No Brasil, as famílias se separam para sempre. Mas o nosso
personagem jamais esquecerá Noel Nutels, de quem ficamos
sabendo alguns momentos biográficos. Na verdade, o famoso
sanitarista em si não tem importância no livro; ele
é uma referência metafísica, a realização
de uma idéia - altruísta, talentoso, importante,
admirado, corajoso, um homem superior, e além de tudo um
judeu; enfim, um homem que, sendo o que é, esmaga o narrador,
desenha-lhe a insignificância, demonstra-lhe a nulidade,
o vazio, a covardia, o medo ("Noel era bom, era um santo
de tão bom, um santo judeu, um Jeová misericordioso.
Ruim era eu. Ruim e invejoso. Poço de maldade, poço
de inveja."). O narrador não é nada, jamais
pode querer ser nada, repetindo o clássico verso de Fernando
Pessoa; mas é como se ele se refugiasse nessa "contra-identidade";
é como se ele só pudesse ser alguma coisa, não
sendo o que o outro é. Há uma perturbadora afirmação
do "não-ser" - e talvez aí esteja o seu
segredo maior.
Essa tensa e louca relação que vai definindo a alma
do personagem ao longo de uma narrativa vertiginosa, realiza-se
com uma linguagem de uma simplicidade irresistível. A partir
da situação inicial, o homem falando a um médico
que não interfere, mas cuja presença é outra
tensão que pontua o livro, Moacyr Scliar simula tecnicamente
uma perfeita oralidade, o único registro da linguagem que
seria capaz de despojar ainda mais o personagem, tirando-lhe qualquer
ranço retórico, qualquer projeto de pose literária,
qualquer sombra de "estilo". O que também será
outra revelação: neste livro de Moacyr Scliar, a
simplicidade é menos um estilo e muito mais a realização
de uma ética, uma ética possível, aliás
a grande sombra que parece atormentar o narrador ao longo de sua
vida. Uma vida que corre, pela oralidade, como a paisagem vista
pela janela de um trem veloz - princípio e fim que se completam
numa estrutura narrativa de rara unidade.

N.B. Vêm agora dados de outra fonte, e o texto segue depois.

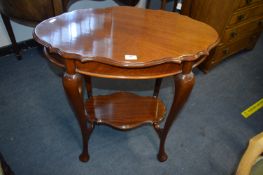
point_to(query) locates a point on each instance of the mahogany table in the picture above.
(125, 43)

Uma vida insignificante - a chegada ao Brasil, a morte do pai
que vendia gravatas com o toco do braço que perdeu, um
pai saudoso do conde Alexei, cujas botas ele consertava, em seguida
o trabalho numa loja, da qual se torna proprietário, depois
um casamento insosso, um filho, dois ou três conhecidos,
afinal a solidão de sempre e a UTI - e no entanto, para
o leitor, que vida trepidante! Atrás do balcão de
sua nulidade, nosso herói imagina desvarios de alegria
que se desdobram em castelos delirantes de uma outra vida, pontilhada
tanto de aeromoças que o amam em bolhas plásticas
em pleno céu quanto de um reencontro caloroso com um Noel
Nutels que, nos sonhos, o reconheceria imediatamente mesmo anos
depois. E o homem que conta vai promovendo também o sonho
da comunhão universal, mental e geográfica, o sublime
com o torpe, a confluência do índio com a civilização,
o Xingu entendido como o umbigo do mundo, onde ele colocaria sua
loja "A Majestade", realizando a seu modo o ideário
do ídolo Noel. Uma trajetória puramente mental de
picos hilariantes, como o major Azevedo, militar da repressão,
silenciado por uma inscrição de banheiro sobre sua
mulher, ou a militante Sarita, na cidade, conclamando os índios
contra o imperialismo do homem branco, de acordo com a orientação
ideológica da célula stalinista.
Se de um lado o livro é brasileiríssimo pelas suas
referências imediatas, de outro ele se inscreve, nas próprias
palavras do narrador, no "ininterrupto fluxo da torrente
espiritual que arrasta, como troncos ou como gravetos, todos os
escritores, todos os leitores, todos aqueles que se atiram de
ponta-cabeça no caudaloso rio do texto". Num afluente
importante desse grande rio encontraremos a família literária
de Scliar, agora num de seus mais inspirados momentos: "a
imemorial culpa judaica, a culpa que nos acompanhava de país
em país, de região em região, em nossa peregrinação
milenar". Em seu romance, Scliar realiza com sutileza tanto
o tema do "duplo" (que o escritor americano Philip Roth
levou ao extremo em "Operação Shylock"),
quanto o da "culpa imemorial"; nesse território,
o torturado personagem de Scliar fará com os heróis
de outro romancista americano, Bernard Malamud ("O assistente"),
uma companhia à altura. Numa palavra: "A Majestade
do Xingu" é um belo romance.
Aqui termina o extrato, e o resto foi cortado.